Sunday, February 11, 2007

Dreams Dreamt, Promises Kept


I left Igloolik in 1969 on the Nauja, the government Peterhead boat which was used for various trips in the area. My work there was done and it was time to go back to university and finish working on my studies. The boat made the trip along the coast, south to Hall Beach where I could take a flight to what was then Frobisher Bay and on to Montreal. It was a sad time. My experiences living and hunting with the Inuit had changed me completely. I knew it then and I believe it still. But for the wonderful people who taken me in and cared for me, I would be very different today. I will forever owe them more than I could ever return.

As the boat chugged along, I made up my mind that I would someday return to Igloolik and I would do it by boat, under my own power. I had no idea how or when, but it was a promise to myself. When I paddled from Hall Beach to Igloolik in 1997, I made good on that promise and lived a dream. When I landed on Igloolik's beach, the people on the beach were the very ones I'd said goodbye to almost thirty years previously. My eyes were full of tears.
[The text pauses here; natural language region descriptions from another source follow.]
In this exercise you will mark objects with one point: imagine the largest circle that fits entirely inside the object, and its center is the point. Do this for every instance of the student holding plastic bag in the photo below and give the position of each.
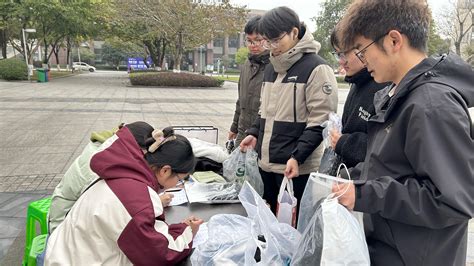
(330, 160)
(416, 183)
(331, 234)
(243, 166)
(298, 93)
(350, 144)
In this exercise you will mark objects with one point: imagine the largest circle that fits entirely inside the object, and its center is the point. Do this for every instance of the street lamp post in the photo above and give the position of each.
(26, 52)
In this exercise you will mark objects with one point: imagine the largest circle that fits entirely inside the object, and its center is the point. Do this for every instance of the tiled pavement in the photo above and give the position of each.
(44, 127)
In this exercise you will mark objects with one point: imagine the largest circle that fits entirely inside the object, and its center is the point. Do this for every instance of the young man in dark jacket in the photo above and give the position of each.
(351, 145)
(416, 183)
(250, 83)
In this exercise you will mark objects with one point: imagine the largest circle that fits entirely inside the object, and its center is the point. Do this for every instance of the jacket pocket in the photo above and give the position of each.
(283, 141)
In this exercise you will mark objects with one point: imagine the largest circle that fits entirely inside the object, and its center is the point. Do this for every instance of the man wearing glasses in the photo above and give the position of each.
(250, 83)
(351, 145)
(416, 183)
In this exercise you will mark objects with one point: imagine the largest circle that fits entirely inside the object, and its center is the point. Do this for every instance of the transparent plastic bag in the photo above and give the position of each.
(333, 237)
(243, 166)
(286, 203)
(226, 244)
(257, 240)
(212, 192)
(331, 234)
(330, 161)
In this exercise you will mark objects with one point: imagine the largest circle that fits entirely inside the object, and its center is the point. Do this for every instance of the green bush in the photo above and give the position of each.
(13, 69)
(106, 67)
(170, 79)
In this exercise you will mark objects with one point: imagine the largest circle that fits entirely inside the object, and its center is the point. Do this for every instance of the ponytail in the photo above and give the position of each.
(167, 148)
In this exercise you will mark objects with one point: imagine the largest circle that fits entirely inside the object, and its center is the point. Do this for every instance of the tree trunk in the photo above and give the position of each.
(457, 44)
(179, 52)
(147, 54)
(152, 50)
(163, 52)
(68, 52)
(46, 55)
(56, 54)
(3, 42)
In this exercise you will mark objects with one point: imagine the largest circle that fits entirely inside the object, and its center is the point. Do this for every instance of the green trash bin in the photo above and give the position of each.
(41, 75)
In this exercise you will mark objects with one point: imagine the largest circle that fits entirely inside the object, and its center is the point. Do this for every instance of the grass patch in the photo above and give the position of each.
(170, 79)
(54, 74)
(229, 78)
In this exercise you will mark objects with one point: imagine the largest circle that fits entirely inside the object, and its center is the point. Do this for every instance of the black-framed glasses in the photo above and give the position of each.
(340, 55)
(275, 43)
(253, 43)
(361, 53)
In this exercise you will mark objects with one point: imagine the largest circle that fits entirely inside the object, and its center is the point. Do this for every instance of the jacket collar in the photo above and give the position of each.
(359, 78)
(307, 44)
(260, 59)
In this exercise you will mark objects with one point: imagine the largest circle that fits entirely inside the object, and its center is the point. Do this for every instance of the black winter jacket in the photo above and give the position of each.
(359, 107)
(417, 181)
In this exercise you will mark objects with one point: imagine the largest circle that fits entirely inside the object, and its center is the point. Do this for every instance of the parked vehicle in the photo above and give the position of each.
(82, 66)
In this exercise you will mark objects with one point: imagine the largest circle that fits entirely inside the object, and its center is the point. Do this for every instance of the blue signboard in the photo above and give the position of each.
(137, 63)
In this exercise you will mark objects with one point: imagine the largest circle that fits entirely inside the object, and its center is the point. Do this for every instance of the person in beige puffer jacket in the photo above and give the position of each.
(298, 93)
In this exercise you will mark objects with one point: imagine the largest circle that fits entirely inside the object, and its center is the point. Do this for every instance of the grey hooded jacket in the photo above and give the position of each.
(298, 93)
(417, 182)
(250, 84)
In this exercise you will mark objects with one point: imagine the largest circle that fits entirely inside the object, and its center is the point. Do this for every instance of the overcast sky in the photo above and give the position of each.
(307, 9)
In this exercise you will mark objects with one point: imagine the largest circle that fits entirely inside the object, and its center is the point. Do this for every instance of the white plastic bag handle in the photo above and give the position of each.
(286, 183)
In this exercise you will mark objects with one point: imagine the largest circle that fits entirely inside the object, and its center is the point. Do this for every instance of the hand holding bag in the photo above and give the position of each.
(286, 204)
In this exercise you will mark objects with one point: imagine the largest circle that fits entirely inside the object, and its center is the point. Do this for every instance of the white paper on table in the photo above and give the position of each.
(201, 236)
(179, 197)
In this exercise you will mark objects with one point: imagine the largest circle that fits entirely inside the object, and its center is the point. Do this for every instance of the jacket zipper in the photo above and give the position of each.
(294, 102)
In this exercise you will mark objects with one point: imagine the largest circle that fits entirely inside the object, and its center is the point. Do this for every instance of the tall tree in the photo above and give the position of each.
(457, 21)
(330, 14)
(186, 24)
(436, 45)
(6, 16)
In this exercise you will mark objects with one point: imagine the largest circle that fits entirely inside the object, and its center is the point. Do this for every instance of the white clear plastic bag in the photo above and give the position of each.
(257, 240)
(243, 166)
(330, 161)
(331, 234)
(286, 203)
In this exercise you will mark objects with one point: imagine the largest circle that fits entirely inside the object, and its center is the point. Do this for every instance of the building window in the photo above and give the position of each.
(234, 41)
(219, 42)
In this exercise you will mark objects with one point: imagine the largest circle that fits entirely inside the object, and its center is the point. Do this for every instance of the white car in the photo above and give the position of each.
(82, 66)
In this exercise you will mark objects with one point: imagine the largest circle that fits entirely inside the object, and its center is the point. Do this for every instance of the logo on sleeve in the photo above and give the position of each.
(327, 88)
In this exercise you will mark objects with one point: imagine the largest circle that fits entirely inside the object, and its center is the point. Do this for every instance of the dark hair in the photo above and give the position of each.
(176, 152)
(335, 37)
(374, 18)
(141, 131)
(279, 20)
(251, 26)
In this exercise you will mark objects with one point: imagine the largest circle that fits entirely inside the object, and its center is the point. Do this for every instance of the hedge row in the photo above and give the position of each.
(170, 79)
(13, 69)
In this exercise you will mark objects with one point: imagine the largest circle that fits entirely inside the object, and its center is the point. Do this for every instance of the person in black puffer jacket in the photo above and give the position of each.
(351, 145)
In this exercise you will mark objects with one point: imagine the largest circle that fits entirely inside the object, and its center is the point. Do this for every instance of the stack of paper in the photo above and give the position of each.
(208, 177)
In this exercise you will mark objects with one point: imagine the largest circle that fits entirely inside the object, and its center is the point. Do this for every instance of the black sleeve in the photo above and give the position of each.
(255, 128)
(307, 143)
(352, 148)
(440, 194)
(235, 122)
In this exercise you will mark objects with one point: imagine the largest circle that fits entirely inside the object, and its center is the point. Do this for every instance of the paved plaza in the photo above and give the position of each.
(45, 126)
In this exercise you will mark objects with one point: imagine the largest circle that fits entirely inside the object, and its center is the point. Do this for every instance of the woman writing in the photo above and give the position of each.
(119, 220)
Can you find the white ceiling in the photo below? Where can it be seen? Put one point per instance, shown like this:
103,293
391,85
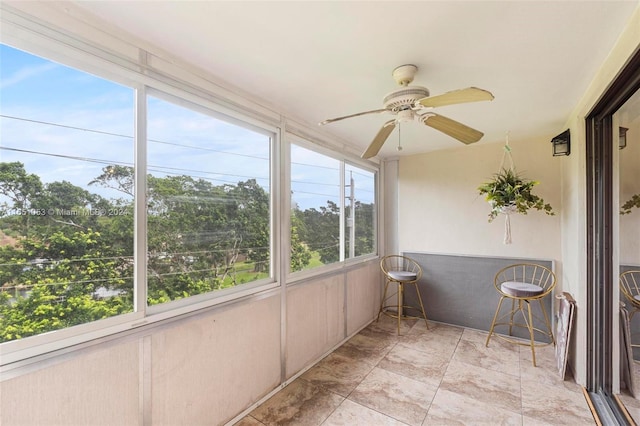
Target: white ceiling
318,60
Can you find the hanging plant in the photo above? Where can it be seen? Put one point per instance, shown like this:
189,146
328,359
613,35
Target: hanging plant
634,201
508,192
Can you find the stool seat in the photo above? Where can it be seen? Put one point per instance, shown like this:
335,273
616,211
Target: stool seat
519,289
403,275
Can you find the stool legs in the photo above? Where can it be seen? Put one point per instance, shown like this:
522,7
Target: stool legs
528,323
424,314
400,304
400,301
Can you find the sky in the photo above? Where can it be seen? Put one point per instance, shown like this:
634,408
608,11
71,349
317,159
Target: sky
65,124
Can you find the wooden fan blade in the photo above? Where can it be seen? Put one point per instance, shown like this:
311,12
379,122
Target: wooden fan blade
462,96
331,120
380,139
464,134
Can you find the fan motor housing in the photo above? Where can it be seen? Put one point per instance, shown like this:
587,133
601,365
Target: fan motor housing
405,97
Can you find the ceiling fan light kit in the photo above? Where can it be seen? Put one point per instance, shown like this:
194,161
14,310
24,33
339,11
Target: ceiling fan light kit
414,102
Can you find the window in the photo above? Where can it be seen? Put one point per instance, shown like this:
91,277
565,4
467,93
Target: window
208,203
316,206
68,196
315,209
66,223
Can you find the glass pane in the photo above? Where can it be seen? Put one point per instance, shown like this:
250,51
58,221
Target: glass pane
208,203
315,209
66,219
361,225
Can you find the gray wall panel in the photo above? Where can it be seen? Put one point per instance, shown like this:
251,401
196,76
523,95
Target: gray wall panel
459,289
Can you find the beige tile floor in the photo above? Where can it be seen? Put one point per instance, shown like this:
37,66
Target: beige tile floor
441,376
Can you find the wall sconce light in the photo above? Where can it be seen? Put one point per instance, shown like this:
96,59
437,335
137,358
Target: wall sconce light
622,137
562,144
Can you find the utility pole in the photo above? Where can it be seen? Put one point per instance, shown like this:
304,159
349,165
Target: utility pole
351,220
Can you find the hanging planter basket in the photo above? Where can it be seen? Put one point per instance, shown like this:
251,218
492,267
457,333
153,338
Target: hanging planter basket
634,201
509,193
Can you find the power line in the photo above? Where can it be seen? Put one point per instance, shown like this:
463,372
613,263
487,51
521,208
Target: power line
82,129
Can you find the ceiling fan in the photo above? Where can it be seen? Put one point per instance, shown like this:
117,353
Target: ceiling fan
413,102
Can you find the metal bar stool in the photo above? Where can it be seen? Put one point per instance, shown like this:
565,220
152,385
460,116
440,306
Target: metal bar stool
523,284
402,271
630,288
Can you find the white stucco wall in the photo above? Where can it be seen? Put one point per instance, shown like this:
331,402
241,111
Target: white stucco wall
440,210
629,160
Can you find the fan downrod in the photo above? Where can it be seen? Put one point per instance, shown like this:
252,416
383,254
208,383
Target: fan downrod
404,74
Last winter I was speaking with Nigel Foster about his trip through Ungava Bay and down the Labrador and discovered that his trip was also the fulfilment of a promise he'd made to himself years previously. How wonderful it was to learn that other people also make promises, dreams they keep alive in their hearts until a window opens and life blossoms magically for them. Like me, his trip was a moment of completion and pride, a perfect circle of accomplishment. One of those things in life you can look back on and truly say, "I did that! I lived my dream."

2 comments:

Silbs said...

...for I have prosises to keep

and miles to go before I sleep...
Frost

Douglas Wilcox said...

It's amazing how you can pickup where you left off many decades before and so many things you had forgotten about come rushing back. Please keep your Arctic stories coming Michael.